Через месяц возвратился в Москву князь Голицын. При первом свидании с Чаадаевым он расхохотался со словами: «Ça n’a que trop duré; il faut pourtant que cette farce finisse». [Это слишком долго тянулось, нужно, наконец, покончить с этим фарсом. –
Таким образом началось и кончилось это приключение, получившее такую известность и в России, и за границей[229].
Справедливость требует прибавить, что великодушному, бескорыстному и, надо сказать, довольно смелому заступничеству князя Голицына Чаадаев не показал той благодарности, которою был, несомненно, обязан.
Первое время своего заточения Чаадаев провел в крайнем смущении и большом малодушии. Сначала он совершенно растерялся. Потом, более и более вдумываясь в положение, более и более усматривая, что если кто «в авантаже обретался», так уж наверное не те, которые его объявили сумасшедшим, он с этим положением примирился и даже нашел в нем удовлетворение своему тщеславию и своей гордости. Он начал его нести с исполненным достоинства спокойствием, заслуживающим всякой похвалы и даже некоторого удивления. Из окружавших государя, в том числе считая и царского брата великого князя Михаила Павловича, все, без исключения, были ему лично знакомы, некоторые довольно коротко. Из них, конечно и несомненно, все или почти что все не отказались бы за него похлопотать, если бы об том были попрошены. Никого он не беспокоил, ни к кому ни с одним словом не отнесся. Действовал только князь Д. В. Голицын[230], и то руководимый не просьбами, а более всего собственным личным побуждением.
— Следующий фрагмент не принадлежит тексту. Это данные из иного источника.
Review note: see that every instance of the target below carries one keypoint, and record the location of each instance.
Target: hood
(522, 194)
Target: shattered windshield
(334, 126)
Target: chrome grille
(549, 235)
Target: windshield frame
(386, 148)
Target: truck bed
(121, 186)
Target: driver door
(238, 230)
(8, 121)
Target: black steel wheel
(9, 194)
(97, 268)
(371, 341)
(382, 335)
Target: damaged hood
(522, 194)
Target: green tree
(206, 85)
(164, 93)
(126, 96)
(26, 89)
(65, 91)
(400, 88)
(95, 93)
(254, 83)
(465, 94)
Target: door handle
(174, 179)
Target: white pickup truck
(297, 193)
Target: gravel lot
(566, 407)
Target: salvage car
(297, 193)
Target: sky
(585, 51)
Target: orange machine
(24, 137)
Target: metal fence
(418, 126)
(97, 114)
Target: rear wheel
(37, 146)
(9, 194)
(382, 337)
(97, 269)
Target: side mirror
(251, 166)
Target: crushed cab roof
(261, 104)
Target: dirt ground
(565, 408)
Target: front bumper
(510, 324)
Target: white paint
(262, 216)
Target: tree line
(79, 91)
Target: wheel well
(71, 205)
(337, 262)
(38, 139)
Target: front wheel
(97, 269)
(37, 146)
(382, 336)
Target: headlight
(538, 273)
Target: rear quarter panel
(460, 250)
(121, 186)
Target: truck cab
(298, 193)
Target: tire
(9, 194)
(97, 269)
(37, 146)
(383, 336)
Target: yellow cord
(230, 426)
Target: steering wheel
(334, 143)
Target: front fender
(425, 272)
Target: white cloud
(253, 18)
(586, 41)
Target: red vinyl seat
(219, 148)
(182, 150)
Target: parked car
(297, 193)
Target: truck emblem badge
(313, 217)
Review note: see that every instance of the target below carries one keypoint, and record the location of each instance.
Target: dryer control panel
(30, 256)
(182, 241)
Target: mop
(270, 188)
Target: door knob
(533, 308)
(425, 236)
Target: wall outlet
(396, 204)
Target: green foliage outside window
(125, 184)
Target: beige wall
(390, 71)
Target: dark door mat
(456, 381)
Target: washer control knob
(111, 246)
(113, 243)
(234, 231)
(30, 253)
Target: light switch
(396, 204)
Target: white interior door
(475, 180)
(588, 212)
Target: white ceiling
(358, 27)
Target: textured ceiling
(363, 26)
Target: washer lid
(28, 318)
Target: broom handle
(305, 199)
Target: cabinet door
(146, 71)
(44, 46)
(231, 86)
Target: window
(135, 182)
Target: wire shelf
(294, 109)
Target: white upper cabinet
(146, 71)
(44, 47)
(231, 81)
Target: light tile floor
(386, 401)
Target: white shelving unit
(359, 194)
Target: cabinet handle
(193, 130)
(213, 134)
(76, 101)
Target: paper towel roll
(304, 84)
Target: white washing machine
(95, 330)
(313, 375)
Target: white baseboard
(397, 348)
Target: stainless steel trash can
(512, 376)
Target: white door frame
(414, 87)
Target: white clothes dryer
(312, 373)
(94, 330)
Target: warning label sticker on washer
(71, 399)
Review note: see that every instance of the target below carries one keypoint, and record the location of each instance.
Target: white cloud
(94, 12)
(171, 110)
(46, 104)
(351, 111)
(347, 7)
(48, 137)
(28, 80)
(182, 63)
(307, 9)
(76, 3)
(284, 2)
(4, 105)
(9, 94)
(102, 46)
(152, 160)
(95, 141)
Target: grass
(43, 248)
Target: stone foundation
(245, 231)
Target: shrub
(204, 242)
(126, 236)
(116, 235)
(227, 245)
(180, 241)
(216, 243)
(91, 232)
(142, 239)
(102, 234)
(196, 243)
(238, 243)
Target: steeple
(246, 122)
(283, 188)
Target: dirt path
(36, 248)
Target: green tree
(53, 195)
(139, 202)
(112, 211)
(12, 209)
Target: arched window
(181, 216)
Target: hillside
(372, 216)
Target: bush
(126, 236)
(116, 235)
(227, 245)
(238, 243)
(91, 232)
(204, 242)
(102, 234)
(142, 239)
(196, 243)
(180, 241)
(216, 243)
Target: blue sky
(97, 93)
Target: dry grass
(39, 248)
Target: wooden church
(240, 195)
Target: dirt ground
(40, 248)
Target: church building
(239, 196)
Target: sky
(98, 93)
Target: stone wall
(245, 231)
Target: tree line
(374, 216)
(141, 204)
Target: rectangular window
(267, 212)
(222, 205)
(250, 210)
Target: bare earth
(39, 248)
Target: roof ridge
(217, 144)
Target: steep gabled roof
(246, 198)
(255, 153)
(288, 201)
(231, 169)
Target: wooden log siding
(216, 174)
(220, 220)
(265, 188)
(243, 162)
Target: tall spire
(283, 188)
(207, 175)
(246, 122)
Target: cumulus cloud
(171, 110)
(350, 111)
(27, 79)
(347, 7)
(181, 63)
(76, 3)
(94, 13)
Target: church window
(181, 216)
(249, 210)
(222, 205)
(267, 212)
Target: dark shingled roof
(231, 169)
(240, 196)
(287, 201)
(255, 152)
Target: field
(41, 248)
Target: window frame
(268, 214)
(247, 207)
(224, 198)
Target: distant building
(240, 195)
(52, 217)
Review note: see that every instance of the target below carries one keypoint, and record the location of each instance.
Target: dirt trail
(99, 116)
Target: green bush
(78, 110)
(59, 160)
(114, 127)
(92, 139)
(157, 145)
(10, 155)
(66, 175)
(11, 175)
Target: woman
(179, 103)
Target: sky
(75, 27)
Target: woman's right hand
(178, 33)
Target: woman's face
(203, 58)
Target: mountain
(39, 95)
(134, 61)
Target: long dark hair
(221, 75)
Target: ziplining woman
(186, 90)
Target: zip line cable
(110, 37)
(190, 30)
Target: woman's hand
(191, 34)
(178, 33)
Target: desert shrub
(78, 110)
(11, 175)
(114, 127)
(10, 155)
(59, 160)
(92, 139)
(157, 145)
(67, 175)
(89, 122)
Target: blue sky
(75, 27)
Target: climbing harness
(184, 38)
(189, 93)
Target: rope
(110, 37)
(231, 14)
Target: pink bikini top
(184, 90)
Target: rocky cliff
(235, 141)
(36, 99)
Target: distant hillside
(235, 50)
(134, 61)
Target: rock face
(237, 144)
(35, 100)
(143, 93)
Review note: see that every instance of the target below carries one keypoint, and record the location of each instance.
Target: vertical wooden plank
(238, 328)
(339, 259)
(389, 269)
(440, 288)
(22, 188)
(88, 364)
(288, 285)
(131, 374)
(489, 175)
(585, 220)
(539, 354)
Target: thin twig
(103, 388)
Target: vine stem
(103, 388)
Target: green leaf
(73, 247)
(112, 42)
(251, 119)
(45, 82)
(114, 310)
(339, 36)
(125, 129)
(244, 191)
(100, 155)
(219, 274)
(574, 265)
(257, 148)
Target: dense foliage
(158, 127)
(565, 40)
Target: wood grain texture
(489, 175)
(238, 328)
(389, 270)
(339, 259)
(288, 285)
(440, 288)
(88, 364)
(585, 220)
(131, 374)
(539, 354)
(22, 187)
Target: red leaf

Поведение личных друзей Чаадаева, т. е. почти всего мыслящего и просвещенного меньшинства московского народонаселения, и даже всех его знакомых, исполненное самого редкого утонченного благородства, было выше всякой похвалы. Чаадаев в несчастий сделался предметом общей заботливости и общего внимания. Все наперерыв старались ему обнаружить знаки своего участия и своего уважения, и это не в одной Москве только. Замечательно, что наиболее с ним несогласные, самые с ним в мнениях противоположные[231], были в то же время и наиболее к нему симпатичными и предупредительными. Если поименовать тех, которые показали себя в это время с такими редкими свойствами благородства и независимости характера, то надобно было бы назвать почти всех его знакомых. Были, конечно, и исключения, но они едва заметны в общем единодушном порыве. Чаадаев гордился, что «посреди раздражительного прения, им возбужденного, и в самом его разгаре не видал обращения против себя ни одной из серьезных симпатий, до того к нему милостиво склонявшихся, и надеялся, что Россия ему про то попомнит».